Hope I don't come off as combative but you don't know what you're talking about. Kickstarter/Patreon do not allow LLCs (acronym may vary based on country but the concept is the same--an entity to limit liability) on their platform. This is for very good reasons. You're trying to compare separate legal entities in ways that aren't comparable. Kickstarter/Patreon witholding money from a "sole proprietor" vs Idol witholding money from a contractor are completely different. Also the size of the companies and their ability to deal with reversing payments is different.
Just as an example, let's create a simplified """donothon""":
- 5 donors
- 5 tiers of Dono promises
- The promises are from $1/$10/$100/$1,000/$10,000
- The actual promises don't matter, you can make them up
- One person donates $1, second donates $10, third $100, fourth $1,000, last $10,0000
- Total donated is $11,111
- 3/5 promises get delivered and the talent leaves/dies/terminated/whatever
How do you refund the money?
40% back to each donor? What if it was the promises that the $10k/$1k/$100 guys donated to that were delivered? How do you handle that?

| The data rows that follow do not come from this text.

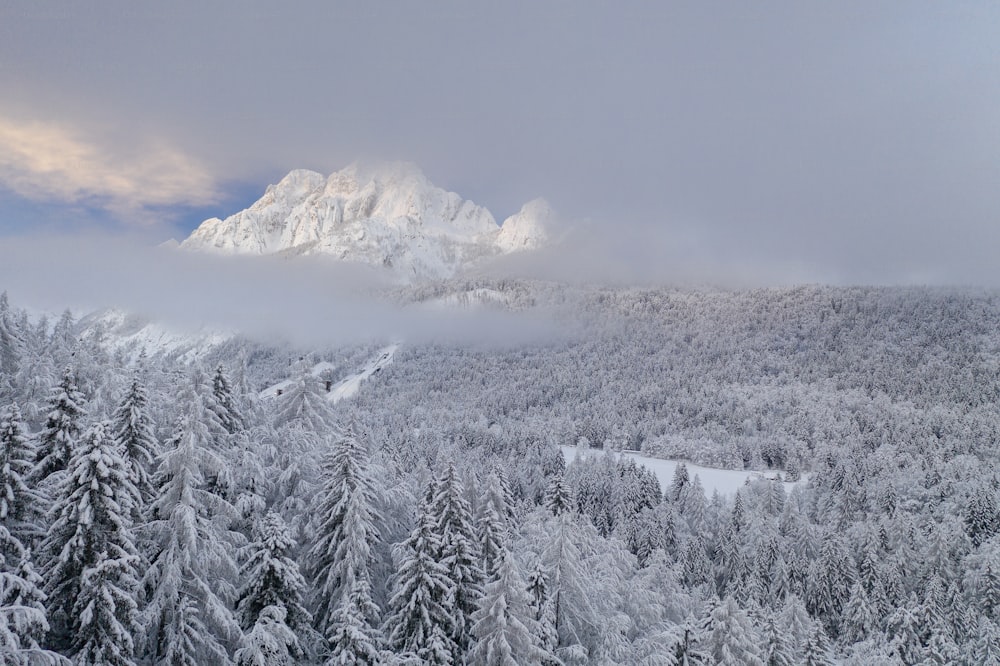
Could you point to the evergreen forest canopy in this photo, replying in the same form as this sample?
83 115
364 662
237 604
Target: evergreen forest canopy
154 509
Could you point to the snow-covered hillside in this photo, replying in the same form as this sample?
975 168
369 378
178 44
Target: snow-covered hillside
391 217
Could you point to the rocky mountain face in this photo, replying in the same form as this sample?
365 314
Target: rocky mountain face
390 217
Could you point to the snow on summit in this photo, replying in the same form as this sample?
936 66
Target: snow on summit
389 216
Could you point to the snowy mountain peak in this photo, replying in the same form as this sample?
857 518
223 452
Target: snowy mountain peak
526 229
388 215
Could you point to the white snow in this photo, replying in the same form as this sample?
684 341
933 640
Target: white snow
349 385
134 335
725 481
390 217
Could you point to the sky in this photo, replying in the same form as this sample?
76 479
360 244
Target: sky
848 142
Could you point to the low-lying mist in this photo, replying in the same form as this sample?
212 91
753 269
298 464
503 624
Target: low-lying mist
308 301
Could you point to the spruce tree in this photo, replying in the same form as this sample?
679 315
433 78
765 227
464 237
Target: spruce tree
133 432
189 620
271 578
20 505
91 570
492 525
270 642
303 404
817 648
23 622
224 403
11 348
62 428
576 621
353 640
346 534
730 637
421 619
502 625
859 618
558 498
458 552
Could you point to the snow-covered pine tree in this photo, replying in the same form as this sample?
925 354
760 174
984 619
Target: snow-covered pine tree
859 619
458 553
558 497
502 632
421 618
777 650
188 616
62 428
11 346
271 578
92 563
678 483
270 642
224 404
817 648
20 505
493 524
108 612
133 432
730 636
347 532
574 615
23 623
352 639
303 404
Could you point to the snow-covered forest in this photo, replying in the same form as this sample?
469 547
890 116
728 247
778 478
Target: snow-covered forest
155 508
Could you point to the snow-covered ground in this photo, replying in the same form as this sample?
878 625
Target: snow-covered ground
726 481
349 385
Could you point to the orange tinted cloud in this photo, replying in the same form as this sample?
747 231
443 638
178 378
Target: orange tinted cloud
47 161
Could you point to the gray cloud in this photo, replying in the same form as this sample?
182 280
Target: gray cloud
306 302
845 141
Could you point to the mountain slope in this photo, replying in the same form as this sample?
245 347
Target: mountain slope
391 216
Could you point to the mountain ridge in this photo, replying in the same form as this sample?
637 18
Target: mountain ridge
389 216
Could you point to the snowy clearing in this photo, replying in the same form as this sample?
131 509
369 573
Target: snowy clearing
346 387
725 481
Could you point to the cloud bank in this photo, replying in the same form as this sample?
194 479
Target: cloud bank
49 161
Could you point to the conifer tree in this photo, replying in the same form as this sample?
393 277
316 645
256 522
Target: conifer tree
493 524
303 404
224 403
730 637
458 553
20 505
62 428
91 570
270 642
271 578
859 618
189 620
133 432
558 498
11 348
341 556
817 648
421 620
23 622
501 629
353 640
574 615
778 651
679 483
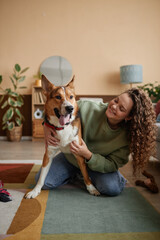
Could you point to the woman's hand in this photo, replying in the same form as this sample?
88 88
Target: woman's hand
81 150
50 136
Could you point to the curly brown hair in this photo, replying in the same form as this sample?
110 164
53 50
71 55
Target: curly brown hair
141 129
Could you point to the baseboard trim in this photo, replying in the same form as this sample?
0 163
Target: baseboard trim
24 138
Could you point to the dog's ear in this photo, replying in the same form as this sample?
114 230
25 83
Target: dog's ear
71 83
47 85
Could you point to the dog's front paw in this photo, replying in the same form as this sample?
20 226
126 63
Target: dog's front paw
92 190
32 194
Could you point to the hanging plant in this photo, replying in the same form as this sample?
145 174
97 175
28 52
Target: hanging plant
12 100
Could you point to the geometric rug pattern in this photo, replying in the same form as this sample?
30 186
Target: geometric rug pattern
69 212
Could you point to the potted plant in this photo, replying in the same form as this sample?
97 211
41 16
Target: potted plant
12 101
153 90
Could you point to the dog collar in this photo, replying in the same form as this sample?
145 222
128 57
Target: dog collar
53 127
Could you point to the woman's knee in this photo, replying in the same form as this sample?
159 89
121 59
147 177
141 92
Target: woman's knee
111 184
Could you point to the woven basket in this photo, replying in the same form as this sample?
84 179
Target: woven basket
15 134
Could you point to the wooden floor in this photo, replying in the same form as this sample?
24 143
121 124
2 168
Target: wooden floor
28 150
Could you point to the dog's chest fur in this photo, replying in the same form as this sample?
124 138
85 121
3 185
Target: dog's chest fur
66 136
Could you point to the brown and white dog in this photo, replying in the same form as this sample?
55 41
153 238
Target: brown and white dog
61 112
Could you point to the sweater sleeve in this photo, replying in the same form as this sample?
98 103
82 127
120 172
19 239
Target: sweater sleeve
109 163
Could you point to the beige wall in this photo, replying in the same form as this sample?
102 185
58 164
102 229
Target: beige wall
96 36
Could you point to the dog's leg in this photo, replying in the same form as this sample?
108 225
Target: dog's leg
91 189
44 171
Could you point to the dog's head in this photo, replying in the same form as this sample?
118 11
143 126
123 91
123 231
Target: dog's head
60 107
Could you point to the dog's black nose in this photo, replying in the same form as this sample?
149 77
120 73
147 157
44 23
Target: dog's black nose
69 109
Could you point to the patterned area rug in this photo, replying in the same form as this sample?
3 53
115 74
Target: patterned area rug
70 213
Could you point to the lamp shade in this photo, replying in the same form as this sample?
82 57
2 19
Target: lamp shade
131 74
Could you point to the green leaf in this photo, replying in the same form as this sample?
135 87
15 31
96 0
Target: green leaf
24 70
5 127
18 113
22 87
8 90
15 87
1 99
21 79
4 104
19 104
1 79
9 113
14 94
17 67
18 121
20 99
12 102
15 77
11 126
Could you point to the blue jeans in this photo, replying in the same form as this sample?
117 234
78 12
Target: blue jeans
61 172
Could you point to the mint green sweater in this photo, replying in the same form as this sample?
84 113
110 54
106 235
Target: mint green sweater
109 147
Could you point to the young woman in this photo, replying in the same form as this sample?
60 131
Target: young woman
110 133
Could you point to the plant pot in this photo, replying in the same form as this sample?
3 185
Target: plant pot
15 134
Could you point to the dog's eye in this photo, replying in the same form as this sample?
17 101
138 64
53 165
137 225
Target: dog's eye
58 97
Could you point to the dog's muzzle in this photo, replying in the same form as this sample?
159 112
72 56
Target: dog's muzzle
65 115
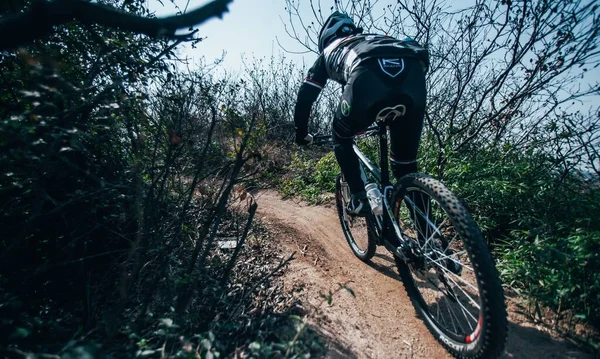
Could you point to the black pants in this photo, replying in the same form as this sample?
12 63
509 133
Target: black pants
372 86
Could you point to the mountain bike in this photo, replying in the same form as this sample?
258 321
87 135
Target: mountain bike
441 256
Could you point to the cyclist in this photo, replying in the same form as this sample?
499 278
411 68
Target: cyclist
376 71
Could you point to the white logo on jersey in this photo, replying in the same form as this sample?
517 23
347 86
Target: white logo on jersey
392 67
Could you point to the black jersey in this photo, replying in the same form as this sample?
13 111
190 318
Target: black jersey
341 57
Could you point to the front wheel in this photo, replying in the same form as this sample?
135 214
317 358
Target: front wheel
359 231
450 275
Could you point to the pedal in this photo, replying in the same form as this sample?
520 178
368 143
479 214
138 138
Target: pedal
453 266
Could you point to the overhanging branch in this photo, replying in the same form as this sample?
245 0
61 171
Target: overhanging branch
43 15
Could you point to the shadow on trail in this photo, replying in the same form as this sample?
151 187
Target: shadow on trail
385 265
335 347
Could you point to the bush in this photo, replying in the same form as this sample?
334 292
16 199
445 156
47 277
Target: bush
309 178
541 224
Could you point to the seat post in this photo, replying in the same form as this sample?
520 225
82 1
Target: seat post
384 154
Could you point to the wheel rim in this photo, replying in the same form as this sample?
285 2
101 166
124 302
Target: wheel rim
444 275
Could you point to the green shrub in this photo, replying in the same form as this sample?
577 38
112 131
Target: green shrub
309 178
542 225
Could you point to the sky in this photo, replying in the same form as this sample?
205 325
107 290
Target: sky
250 29
247 30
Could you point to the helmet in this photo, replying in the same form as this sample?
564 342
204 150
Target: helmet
332 26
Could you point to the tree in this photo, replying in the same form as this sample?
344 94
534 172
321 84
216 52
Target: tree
500 71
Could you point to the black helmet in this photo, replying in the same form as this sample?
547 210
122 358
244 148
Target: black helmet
337 24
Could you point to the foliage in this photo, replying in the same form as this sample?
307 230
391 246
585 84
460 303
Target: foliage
309 178
120 174
543 225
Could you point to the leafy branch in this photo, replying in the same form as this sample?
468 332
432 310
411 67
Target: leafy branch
43 15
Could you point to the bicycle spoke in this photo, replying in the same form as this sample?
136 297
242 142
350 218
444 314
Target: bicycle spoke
452 315
450 311
437 261
459 287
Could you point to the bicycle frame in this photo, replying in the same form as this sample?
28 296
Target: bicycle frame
385 222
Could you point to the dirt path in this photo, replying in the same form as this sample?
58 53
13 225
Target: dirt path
379 321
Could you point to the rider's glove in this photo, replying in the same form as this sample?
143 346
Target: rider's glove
303 139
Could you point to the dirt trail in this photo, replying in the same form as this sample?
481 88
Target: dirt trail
379 321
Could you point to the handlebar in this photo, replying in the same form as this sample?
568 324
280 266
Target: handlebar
321 140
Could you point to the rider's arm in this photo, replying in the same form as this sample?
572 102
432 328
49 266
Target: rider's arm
308 94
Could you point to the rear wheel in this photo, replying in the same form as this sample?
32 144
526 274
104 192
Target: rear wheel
359 231
450 277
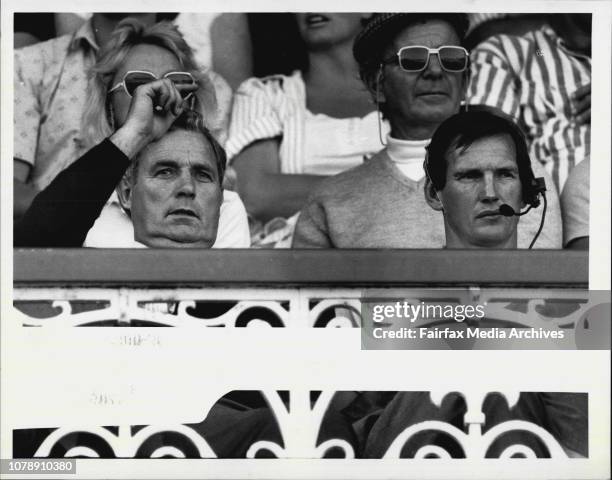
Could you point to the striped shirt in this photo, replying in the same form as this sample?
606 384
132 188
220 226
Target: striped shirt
532 78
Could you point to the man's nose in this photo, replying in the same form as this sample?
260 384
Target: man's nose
187 184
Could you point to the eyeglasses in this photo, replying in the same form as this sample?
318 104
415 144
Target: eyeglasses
416 58
134 78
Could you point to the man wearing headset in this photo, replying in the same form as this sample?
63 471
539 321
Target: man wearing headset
417 71
479 176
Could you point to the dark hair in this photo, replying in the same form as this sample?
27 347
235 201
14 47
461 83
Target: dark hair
382 28
463 129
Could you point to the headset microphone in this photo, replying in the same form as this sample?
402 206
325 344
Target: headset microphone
507 211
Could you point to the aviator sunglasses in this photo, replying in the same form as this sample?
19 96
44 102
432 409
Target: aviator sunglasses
134 78
416 58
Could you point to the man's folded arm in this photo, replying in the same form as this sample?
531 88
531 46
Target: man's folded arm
62 214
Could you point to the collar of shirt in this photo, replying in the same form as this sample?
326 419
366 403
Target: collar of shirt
84 36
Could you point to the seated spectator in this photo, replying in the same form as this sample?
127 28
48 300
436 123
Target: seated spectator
543 80
51 88
575 207
220 41
287 133
158 50
417 71
477 162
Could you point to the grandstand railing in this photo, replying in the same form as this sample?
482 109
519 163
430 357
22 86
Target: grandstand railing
296 290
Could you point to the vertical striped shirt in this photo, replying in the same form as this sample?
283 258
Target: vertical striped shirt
532 78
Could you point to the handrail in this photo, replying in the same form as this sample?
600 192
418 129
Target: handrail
280 268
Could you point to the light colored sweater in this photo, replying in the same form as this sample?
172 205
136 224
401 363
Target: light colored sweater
376 206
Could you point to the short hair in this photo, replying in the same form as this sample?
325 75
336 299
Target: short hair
463 129
189 121
129 33
382 28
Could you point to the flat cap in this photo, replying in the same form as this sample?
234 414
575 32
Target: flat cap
382 28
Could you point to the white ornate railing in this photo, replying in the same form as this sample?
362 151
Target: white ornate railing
296 291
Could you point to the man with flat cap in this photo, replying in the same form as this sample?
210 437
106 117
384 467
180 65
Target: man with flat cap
417 71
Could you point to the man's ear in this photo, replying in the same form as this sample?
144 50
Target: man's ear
433 197
124 191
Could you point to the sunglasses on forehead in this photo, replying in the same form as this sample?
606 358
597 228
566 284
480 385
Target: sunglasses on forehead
416 58
134 78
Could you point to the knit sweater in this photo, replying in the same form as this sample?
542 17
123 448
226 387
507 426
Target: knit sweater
376 206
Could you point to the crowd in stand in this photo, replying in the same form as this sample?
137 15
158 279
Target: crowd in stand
325 147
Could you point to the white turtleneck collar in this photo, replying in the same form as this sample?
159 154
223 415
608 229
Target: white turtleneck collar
408 156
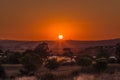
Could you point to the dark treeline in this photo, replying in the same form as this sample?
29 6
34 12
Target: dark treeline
32 60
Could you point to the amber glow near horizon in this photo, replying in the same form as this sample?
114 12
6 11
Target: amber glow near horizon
46 19
60 37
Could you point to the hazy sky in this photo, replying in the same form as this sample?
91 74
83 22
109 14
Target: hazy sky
46 19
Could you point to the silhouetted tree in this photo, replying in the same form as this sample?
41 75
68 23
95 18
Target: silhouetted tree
1 51
118 52
48 76
2 72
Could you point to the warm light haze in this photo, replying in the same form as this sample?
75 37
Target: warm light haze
46 19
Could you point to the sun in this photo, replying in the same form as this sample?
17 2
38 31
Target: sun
60 37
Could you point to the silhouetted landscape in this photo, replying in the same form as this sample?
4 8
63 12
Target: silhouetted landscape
59 39
47 60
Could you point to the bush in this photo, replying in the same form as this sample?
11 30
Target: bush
2 72
48 76
101 65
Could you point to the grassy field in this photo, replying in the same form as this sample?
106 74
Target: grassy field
65 73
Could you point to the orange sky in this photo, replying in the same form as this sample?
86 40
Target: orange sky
46 19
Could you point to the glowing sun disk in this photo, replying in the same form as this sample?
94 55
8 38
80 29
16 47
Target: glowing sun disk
60 37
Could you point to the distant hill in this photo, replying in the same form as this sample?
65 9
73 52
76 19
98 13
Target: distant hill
55 45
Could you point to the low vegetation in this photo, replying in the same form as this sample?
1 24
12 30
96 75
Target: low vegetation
34 61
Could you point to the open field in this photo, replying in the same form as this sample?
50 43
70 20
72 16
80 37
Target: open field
65 73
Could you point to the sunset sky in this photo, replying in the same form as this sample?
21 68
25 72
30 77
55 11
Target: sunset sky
46 19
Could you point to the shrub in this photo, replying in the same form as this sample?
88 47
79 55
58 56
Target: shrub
48 76
2 72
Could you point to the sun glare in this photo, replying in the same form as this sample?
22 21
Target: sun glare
60 37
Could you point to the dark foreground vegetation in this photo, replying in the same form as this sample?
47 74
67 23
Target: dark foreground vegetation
41 63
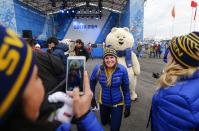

Is it 40% to each donor, or 40% back each indiviudal donor?
This is why if you have a brain you don't do donothons. The way 99% of financial transactions in the professional world work are that some work is done and then afterwards you bill for that work. At best you have something like a retainer payment. Outside of that you would have extremely large highly legalized contracts for things such as multi-billion dollar investments for things such as factories or other capex heavy investments.
I think I'm going into too much autism by this point but maybe someone finds it useful.